Domowy obiekt Aluron CMC Warty Zawiercie nie spełnia wymogów CEV i dlatego zespół wicemistrzów Polski nie może rozgrywać tam meczów europejskich pucharów. Rok temu Warta rywalizowała w Pucharze CEV w Sosnowcu, a w nowym sezonie w tym mieście grać będzie w Lidze Mistrzów.
Jurajscy Rycerze po raz drugi w historii będą rywalizować o tytuł najlepszej klubowej drużyny Europy. Udział w Lidze Mistrzów zapewnili sobie, zostając w kwietniu wicemistrzami Polski. Oddana do użytku w lutym 2023 roku Arena Sosnowiec może pomieścić około 3050 kibiców.
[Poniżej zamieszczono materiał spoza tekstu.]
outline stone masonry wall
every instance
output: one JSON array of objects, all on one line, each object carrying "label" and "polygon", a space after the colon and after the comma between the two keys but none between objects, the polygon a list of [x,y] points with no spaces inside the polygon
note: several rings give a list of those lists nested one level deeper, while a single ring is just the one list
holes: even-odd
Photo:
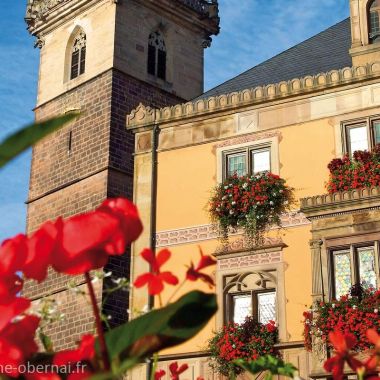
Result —
[{"label": "stone masonry wall", "polygon": [[[120,71],[109,70],[38,107],[37,120],[72,109],[80,109],[81,117],[33,150],[27,232],[60,215],[92,210],[107,197],[131,198],[134,136],[126,130],[126,115],[140,102],[162,107],[180,101]],[[106,269],[114,277],[129,277],[129,265],[127,253],[112,258]],[[66,290],[67,281],[66,276],[51,273],[44,283],[27,281],[24,287],[24,294],[35,303],[47,295],[61,302],[66,319],[48,331],[56,349],[71,346],[93,326],[90,305]],[[82,276],[76,281],[83,284]],[[101,291],[102,286],[98,287],[99,295]],[[128,298],[125,292],[115,294],[103,305],[104,312],[112,316],[112,325],[127,320]]]}]

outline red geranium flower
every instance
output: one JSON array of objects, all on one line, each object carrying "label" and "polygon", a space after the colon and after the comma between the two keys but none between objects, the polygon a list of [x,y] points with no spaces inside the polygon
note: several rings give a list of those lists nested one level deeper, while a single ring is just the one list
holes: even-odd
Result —
[{"label": "red geranium flower", "polygon": [[53,222],[44,223],[29,239],[28,254],[23,273],[38,282],[47,276],[51,256],[56,246],[58,229]]},{"label": "red geranium flower", "polygon": [[19,234],[3,241],[0,247],[0,275],[14,275],[22,270],[27,255],[27,237]]},{"label": "red geranium flower", "polygon": [[177,362],[171,363],[169,365],[171,380],[179,380],[179,375],[185,372],[188,368],[189,366],[187,364],[182,364],[180,367],[178,367]]},{"label": "red geranium flower", "polygon": [[327,359],[324,363],[326,371],[331,372],[334,380],[343,379],[344,364],[347,364],[356,371],[363,364],[354,358],[350,350],[356,345],[357,340],[353,334],[342,334],[340,331],[331,332],[329,339],[335,348],[336,355]]},{"label": "red geranium flower", "polygon": [[9,323],[0,333],[0,368],[6,369],[6,375],[17,377],[20,365],[38,351],[34,335],[39,322],[38,317],[29,315]]},{"label": "red geranium flower", "polygon": [[12,301],[0,305],[0,331],[12,321],[13,318],[22,314],[30,306],[30,301],[26,298],[17,297]]},{"label": "red geranium flower", "polygon": [[105,247],[106,251],[111,255],[125,253],[126,246],[135,241],[143,230],[137,207],[126,198],[115,198],[105,200],[98,210],[111,214],[120,222]]},{"label": "red geranium flower", "polygon": [[154,373],[154,380],[161,380],[166,375],[166,372],[163,369],[156,371]]},{"label": "red geranium flower", "polygon": [[374,344],[373,355],[367,360],[366,368],[374,370],[380,363],[380,335],[375,329],[367,330],[367,339]]},{"label": "red geranium flower", "polygon": [[103,267],[108,261],[105,246],[119,226],[109,213],[93,211],[57,220],[57,247],[52,265],[57,272],[82,274]]},{"label": "red geranium flower", "polygon": [[63,366],[68,363],[75,364],[83,360],[91,360],[95,356],[95,338],[93,335],[83,335],[76,350],[66,350],[55,354],[54,364]]},{"label": "red geranium flower", "polygon": [[11,302],[21,291],[23,280],[17,275],[3,275],[0,277],[0,304]]},{"label": "red geranium flower", "polygon": [[199,248],[199,252],[201,254],[201,259],[199,260],[199,263],[196,268],[194,268],[194,264],[191,263],[191,266],[187,270],[187,273],[186,273],[186,279],[189,281],[197,281],[198,279],[201,279],[202,281],[206,282],[210,286],[214,286],[215,284],[212,277],[205,273],[201,273],[200,271],[211,265],[215,265],[216,260],[214,260],[211,256],[204,255],[202,252],[202,249],[200,248]]},{"label": "red geranium flower", "polygon": [[134,282],[136,288],[141,288],[148,284],[150,295],[157,295],[164,289],[164,282],[170,285],[177,285],[178,278],[171,272],[160,272],[160,268],[169,260],[171,253],[167,249],[161,250],[157,257],[150,249],[144,249],[141,256],[151,266],[151,272],[138,276]]}]

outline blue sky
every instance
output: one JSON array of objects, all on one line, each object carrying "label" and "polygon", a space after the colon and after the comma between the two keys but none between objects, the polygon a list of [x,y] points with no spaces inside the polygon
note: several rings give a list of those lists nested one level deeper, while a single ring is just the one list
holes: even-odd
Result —
[{"label": "blue sky", "polygon": [[[39,50],[23,20],[24,1],[0,18],[0,138],[33,120]],[[347,0],[219,0],[221,33],[206,50],[212,88],[348,16]],[[0,171],[0,240],[25,229],[30,152]]]}]

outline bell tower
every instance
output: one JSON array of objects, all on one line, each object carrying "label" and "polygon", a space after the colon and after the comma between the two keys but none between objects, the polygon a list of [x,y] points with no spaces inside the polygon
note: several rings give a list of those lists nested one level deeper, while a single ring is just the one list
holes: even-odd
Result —
[{"label": "bell tower", "polygon": [[350,0],[351,49],[354,66],[380,60],[380,1]]},{"label": "bell tower", "polygon": [[[126,115],[140,102],[163,107],[203,92],[204,48],[218,34],[219,18],[217,0],[28,0],[25,19],[41,50],[36,119],[81,112],[33,149],[30,233],[107,197],[131,198],[134,138]],[[107,269],[129,277],[129,255]],[[56,348],[92,328],[86,302],[67,281],[51,274],[41,285],[25,284],[36,302],[52,296],[62,305],[65,321],[48,331]],[[113,325],[124,322],[128,295],[115,294],[104,309]]]}]

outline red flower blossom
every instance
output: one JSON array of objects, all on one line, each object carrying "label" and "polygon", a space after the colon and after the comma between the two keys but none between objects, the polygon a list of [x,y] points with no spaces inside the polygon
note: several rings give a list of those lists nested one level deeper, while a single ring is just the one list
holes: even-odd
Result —
[{"label": "red flower blossom", "polygon": [[17,275],[3,275],[0,277],[0,304],[11,302],[21,291],[23,280]]},{"label": "red flower blossom", "polygon": [[109,213],[93,211],[58,219],[57,248],[52,265],[57,272],[82,274],[103,267],[108,261],[105,246],[115,234],[119,221]]},{"label": "red flower blossom", "polygon": [[350,350],[357,343],[353,334],[343,335],[340,331],[335,331],[329,334],[329,339],[335,348],[336,355],[325,361],[324,368],[332,373],[334,380],[343,379],[343,369],[346,362],[354,371],[363,366],[359,360],[350,354]]},{"label": "red flower blossom", "polygon": [[111,255],[125,253],[126,246],[135,241],[141,234],[143,226],[136,206],[125,198],[105,200],[98,208],[119,220],[120,226],[115,230],[106,251]]},{"label": "red flower blossom", "polygon": [[23,269],[27,255],[27,238],[19,234],[5,240],[0,247],[0,275],[13,276]]},{"label": "red flower blossom", "polygon": [[29,239],[28,254],[23,273],[38,282],[47,276],[51,256],[56,246],[58,229],[53,222],[44,223]]},{"label": "red flower blossom", "polygon": [[57,272],[82,274],[103,267],[108,255],[125,253],[142,225],[136,207],[127,199],[107,199],[95,211],[55,223],[57,247],[52,265]]},{"label": "red flower blossom", "polygon": [[38,317],[29,315],[9,323],[0,333],[0,368],[6,368],[6,375],[17,377],[19,366],[38,351],[34,335],[39,322]]},{"label": "red flower blossom", "polygon": [[30,306],[30,301],[26,298],[14,298],[6,304],[0,305],[0,331],[12,321],[13,318],[22,314]]},{"label": "red flower blossom", "polygon": [[163,369],[156,371],[154,374],[154,380],[161,380],[166,375],[166,372]]},{"label": "red flower blossom", "polygon": [[174,362],[169,365],[170,370],[170,379],[171,380],[179,380],[179,375],[183,372],[185,372],[189,366],[187,364],[182,364],[180,367],[178,367],[178,363]]},{"label": "red flower blossom", "polygon": [[277,330],[277,327],[276,327],[276,322],[275,321],[269,321],[269,323],[267,323],[265,325],[266,329],[268,332],[274,332]]},{"label": "red flower blossom", "polygon": [[55,354],[54,364],[63,366],[68,363],[75,364],[83,360],[91,360],[95,356],[95,338],[93,335],[83,335],[76,350],[66,350]]},{"label": "red flower blossom", "polygon": [[214,286],[214,280],[211,276],[201,273],[200,271],[204,268],[207,268],[211,265],[216,264],[216,260],[214,260],[211,256],[206,256],[203,254],[202,250],[199,248],[199,252],[201,254],[201,259],[196,268],[194,268],[194,264],[191,263],[190,268],[187,270],[186,279],[189,281],[197,281],[198,279],[206,282],[210,286]]},{"label": "red flower blossom", "polygon": [[380,335],[375,329],[367,330],[367,339],[375,346],[373,354],[366,362],[366,368],[374,370],[380,363]]},{"label": "red flower blossom", "polygon": [[167,249],[161,250],[157,257],[150,249],[144,249],[141,256],[151,266],[151,272],[138,276],[134,282],[136,288],[141,288],[148,284],[150,295],[157,295],[164,289],[164,282],[170,285],[177,285],[178,278],[171,272],[160,272],[160,268],[169,260],[171,253]]}]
- To były fantastycznie widowiska stworzone przez siatkarzy. Już się nie mogę doczekać zmagań w Lidze Mistrzów. Zapraszam wszystkich kibiców na mecze do Sosnowca - przyznaje Arkadiusz Chęciński, prezydent Sosnowca
ZOBACZ WIDEO: #dziejesiewsporcie "Trening mięśni brzucha… i twarzy". Dziennikarka Polsatu znów pokazała moc
- W poprzednim sezonie czuliśmy się w Sosnowcu jak w drugim domu. Mówi się często, że jakaś decyzja była tylko formalnością i tak właśnie możemy określić wybór hali, w której zagramy w Lidze Mistrzów. Formalności mają natomiast to do siebie, że ich załatwienie zajmuje niekiedy wiele czasu, tym bardziej cieszę się, że ten etap jest już za nami i możemy oficjalnie ogłosić, że ponownie spotkamy się na naszych meczach w tym jakże zasłużonym dla polskiej siatkówki mieście - zaznacza prezes Aluron CMC Warty Zawiercie, Kryspin Baran.
W fazie grupowej zawiercianie rozegrają trzy mecze. Ich rywalami będą zwycięzca dwumeczu Hypo Tirol Innsbruck (Austria) - Orion Stars Doetinchem (Holandia) (13 listopada), Knack Roeselare (Belgia (18 grudnia) i Allianz Mediolan (29 stycznia).